A urine albumin-to-creatinine ratio of at least 30 µg/mg was used to confirm high urinary albumin excretion. Among participants who had bariatric surgery, there was a 22% reduction in this condition between baseline and 5 years compared with a 22% rise in the condition among those who used medications only (P = .003). The researchers also noted that high urinary albumin excretion was more likely to present at 5 years in those who used medications only vs. those who had bariatric surgery (OR = 27.3; 95% CI, 5.2-146.2).
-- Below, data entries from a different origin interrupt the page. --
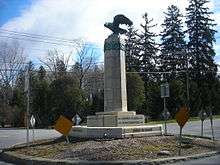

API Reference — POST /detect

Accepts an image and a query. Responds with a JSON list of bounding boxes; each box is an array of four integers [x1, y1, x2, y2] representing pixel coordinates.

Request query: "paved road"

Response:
[[167, 119, 220, 140], [0, 128, 61, 165], [0, 119, 220, 165], [167, 119, 220, 165], [171, 155, 220, 165], [0, 128, 61, 149]]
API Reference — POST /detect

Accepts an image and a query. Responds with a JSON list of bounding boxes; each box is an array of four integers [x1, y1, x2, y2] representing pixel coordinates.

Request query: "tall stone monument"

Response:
[[71, 15, 162, 138]]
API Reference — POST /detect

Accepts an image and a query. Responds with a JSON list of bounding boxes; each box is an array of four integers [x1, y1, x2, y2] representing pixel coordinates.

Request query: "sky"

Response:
[[0, 0, 220, 67]]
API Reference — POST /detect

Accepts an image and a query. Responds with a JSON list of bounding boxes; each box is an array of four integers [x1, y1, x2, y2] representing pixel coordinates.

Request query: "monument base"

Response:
[[87, 111, 145, 127], [69, 124, 163, 139]]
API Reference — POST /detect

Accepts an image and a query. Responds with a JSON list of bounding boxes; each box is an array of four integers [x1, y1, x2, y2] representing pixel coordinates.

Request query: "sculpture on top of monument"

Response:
[[104, 14, 133, 34]]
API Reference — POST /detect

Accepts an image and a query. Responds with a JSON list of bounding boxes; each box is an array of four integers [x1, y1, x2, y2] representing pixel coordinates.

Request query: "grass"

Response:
[[146, 115, 220, 125]]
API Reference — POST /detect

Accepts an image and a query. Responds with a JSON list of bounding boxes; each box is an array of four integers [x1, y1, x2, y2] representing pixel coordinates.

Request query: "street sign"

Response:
[[72, 114, 82, 125], [54, 115, 73, 136], [160, 83, 170, 98], [162, 108, 170, 120], [24, 69, 29, 92], [175, 107, 189, 128], [199, 110, 208, 121], [30, 115, 36, 128]]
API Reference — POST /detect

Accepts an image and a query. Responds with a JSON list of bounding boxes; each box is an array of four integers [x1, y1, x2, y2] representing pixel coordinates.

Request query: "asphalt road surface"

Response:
[[0, 128, 61, 149], [0, 119, 220, 165], [167, 119, 220, 165], [0, 128, 61, 165], [167, 119, 220, 140]]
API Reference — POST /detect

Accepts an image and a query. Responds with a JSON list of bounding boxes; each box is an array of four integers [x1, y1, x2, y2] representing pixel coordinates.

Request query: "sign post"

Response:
[[175, 107, 189, 156], [24, 65, 30, 147], [30, 115, 36, 143], [54, 115, 73, 143], [160, 83, 170, 135], [72, 114, 82, 125], [199, 109, 207, 136], [209, 107, 215, 141]]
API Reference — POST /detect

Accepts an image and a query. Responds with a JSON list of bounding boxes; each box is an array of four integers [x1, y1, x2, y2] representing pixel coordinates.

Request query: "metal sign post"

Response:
[[160, 83, 170, 135], [199, 109, 207, 136], [24, 66, 30, 147], [209, 107, 215, 141], [72, 114, 82, 125], [175, 107, 189, 156], [30, 115, 36, 143]]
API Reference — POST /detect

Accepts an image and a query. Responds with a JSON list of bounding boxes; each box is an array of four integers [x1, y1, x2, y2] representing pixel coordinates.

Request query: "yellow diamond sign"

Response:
[[54, 115, 73, 136], [175, 107, 189, 127]]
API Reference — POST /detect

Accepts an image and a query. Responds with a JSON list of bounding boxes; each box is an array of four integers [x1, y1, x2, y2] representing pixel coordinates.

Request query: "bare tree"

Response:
[[41, 49, 72, 80], [0, 42, 25, 126], [73, 45, 97, 89]]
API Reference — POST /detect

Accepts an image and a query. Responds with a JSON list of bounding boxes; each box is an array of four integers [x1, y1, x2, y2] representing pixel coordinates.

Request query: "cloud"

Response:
[[2, 0, 218, 63]]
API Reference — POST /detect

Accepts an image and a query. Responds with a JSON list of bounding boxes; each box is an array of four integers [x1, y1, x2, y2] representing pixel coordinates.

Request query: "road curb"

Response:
[[0, 151, 220, 165]]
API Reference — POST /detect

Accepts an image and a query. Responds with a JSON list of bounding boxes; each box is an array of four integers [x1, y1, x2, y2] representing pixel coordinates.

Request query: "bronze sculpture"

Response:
[[104, 14, 133, 34]]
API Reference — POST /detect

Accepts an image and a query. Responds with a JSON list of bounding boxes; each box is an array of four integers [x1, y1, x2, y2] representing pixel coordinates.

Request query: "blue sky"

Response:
[[0, 0, 32, 26], [0, 0, 220, 64]]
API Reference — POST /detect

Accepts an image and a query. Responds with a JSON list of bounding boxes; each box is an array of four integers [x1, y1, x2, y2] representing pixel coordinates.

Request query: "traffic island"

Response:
[[1, 136, 219, 164]]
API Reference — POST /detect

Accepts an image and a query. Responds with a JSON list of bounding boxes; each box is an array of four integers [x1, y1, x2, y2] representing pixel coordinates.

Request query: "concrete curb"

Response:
[[0, 151, 220, 165]]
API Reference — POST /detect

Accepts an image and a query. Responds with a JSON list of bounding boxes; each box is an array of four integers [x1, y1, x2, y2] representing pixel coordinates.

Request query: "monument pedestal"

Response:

Several metrics were used to identify hypertension, including reaching the 95th percentile or higher in systolic and diastolic BP. The researchers found that among participants who had bariatric surgery, there was a 23% reduction in hypertension between baseline and 5 years compared with a 40% rise in hypertension among the medication group (P = .0002). However, the researchers noted that the OR for hypertension when comparing the groups was not significant.

“Future studies are needed to determine the nephroprotective effects of gastric bypass vs. vertical sleeve gastrectomy in youth with type 2 diabetes,” Bjornstad said. “Future directions should also include translational studies dedicated to enhancing our understanding of the mechanisms of surgical benefit and identify potential novel non-surgical approaches to diabetic kidney disease in youth-onset type 2 diabetes.” – by Phil Neuffer

Disclosures: The TODAY study received support from Becton, Dickinson and Company, Bristol-Myers Squibb, Eli Lilly, GlaxoSmithKline, LifeScan, Pfizer and Sanofi Aventis. Bjornstad reports he has served as a consultant for Bayer, Boehringer Ingelheim, Bristol-Myers Squibb, Horizon Pharma, Novo Nordisk and Sanofi, and as an advisory board member for XORTX.